Corinthian Executives Get Slap On the Wrist With SEC Fines | Press Release
Thousands of Former Corinthian Students Still Carry Massive Amounts Of Fraudulent Debts From The School
BOSTON – On Monday, it was announced that the SEC has filed and settled claims against former Executives of Corinthian Colleges for their role in the College's failure to disclose material risks related to the company's primary source of revenue, and for misleading investors regarding the company’s reliance on federal funding. The two Corinthian executives were fined penalties of $80,000 and $20,000 respectively to resolve the SEC's allegations.Meanwhile, nearly four years after Corinthian Colleges shut down, thousands of former students continue to struggle with massive sums of fraudulent debts from the college, which the Department of Education actively refuses to cancel, despite acknowledging Corinthian’s wrongdoing. At a court hearing earlier this month, the Department of Education continued to argue against granting full and complete loan cancellation to former Corinthian College students who were cheated by the for-profit college. The following is a statement from Toby Merrill, Director of the Project on Predatory Student Lending.

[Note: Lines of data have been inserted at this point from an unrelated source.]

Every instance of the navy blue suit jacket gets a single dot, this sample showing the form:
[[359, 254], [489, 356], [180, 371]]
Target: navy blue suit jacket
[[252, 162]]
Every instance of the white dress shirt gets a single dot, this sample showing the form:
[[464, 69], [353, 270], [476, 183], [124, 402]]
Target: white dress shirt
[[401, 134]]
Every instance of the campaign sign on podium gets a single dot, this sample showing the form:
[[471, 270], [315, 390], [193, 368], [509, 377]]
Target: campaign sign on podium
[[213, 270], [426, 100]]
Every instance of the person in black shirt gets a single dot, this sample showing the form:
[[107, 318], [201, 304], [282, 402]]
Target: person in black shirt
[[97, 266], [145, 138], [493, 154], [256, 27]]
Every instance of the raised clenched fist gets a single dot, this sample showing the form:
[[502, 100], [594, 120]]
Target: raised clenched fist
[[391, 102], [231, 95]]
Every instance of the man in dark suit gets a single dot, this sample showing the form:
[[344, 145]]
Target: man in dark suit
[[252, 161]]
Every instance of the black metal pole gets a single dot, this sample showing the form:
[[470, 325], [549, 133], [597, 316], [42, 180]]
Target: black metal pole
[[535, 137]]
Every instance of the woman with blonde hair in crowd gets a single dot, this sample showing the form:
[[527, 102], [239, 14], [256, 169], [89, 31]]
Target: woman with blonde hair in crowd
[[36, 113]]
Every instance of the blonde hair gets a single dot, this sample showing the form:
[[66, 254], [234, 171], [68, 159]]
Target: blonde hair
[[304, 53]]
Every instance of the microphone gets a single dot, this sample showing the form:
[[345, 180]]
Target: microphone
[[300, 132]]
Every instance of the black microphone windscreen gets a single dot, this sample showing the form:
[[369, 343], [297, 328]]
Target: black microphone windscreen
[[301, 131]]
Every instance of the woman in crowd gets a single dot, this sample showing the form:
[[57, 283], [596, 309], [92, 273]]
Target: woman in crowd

“Considering the way Corinthian Colleges systematically lied and misled students in order to line its pockets with federal student loan money, it is no surprise that Corinthian also lied to investors about their dependency on those funds.These meaningless fines imposed on Corinthian College’s former leadership are insulting to the hundreds of thousands of students who are still drowning in debt as a direct result of being scammed by this predatory for-profit college.At a time when we should be strongly enforcing regulation to stop bad actors in higher education, the SEC is enabling them. We stand with the thousands of students who have been defrauded by Corinthian Colleges and will continue to fight for their illegitimate debts to be cancelled once and for all.”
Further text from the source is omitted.